軽井沢ミーティングの恒例企画のひとつが、午前と午後に行われるマツダ関係者によるトークショー。なんとロードスター開発チームからは最新情報のポロリなんてサプライズもあるのだ。しかも今年のステージには、ファンの期待を膨らませるベールに覆われたロードスターらしき存在が飾られていた。さらに参加者に配布されるイベントステッカーは、ちょっと落ち着いたグリーン色。その上、関係者も、やたらと緑色の服やアクセントを身に着けている。その動向に、ついにあの色の登場ではないかというファンの心のざわめきが聞こえるようだった。

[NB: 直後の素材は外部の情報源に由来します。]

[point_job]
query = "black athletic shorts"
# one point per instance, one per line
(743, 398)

アンベールを行う開発主査の齋藤茂樹さん(右)とチーフデザイナーである岩内義人さん(左)。

アンベールは、午前のトークショーでのこと。現在、NDの開発主査である齋藤茂樹さんとチーフデザイナーである岩内義人さんによって行われた。それが以下のグリーンを纏ったモデルである。

アンベールで姿を現したロードスターは、やはり、緑色だった!

世界初公開となる新色の名は「ジンクグリーンメタリック(ZINC GREEN METALLIC)」だ。
会場からは、予想外の緑色の登場にビックリしていた様子。最新マツダ車の印象的なボディカラー同様、洒落ており、深みを感じさせる仕上がり。早速、岩内さんから新色の解説が行われた。

世界初公開された新色の緑色を纏ったロードスターに、ファンの心は釘付けに。

新色は、ジンククロメートプライマーをイメージして、作られたもの。そう聞いてもピンとこない人も多いのではないだろうか、私もさっぱり。岩内さんによると、「ZINC」の意味は、亜鉛のこと。「ジンククロメートプライマー」とは、クロム酸亜鉛を主成分とする下塗り専用の防錆塗料のことだそう。飛行機や船の内部、建築等に使われる錆止めとなる緑色の塗料といえば、ピンとくるかもしれない。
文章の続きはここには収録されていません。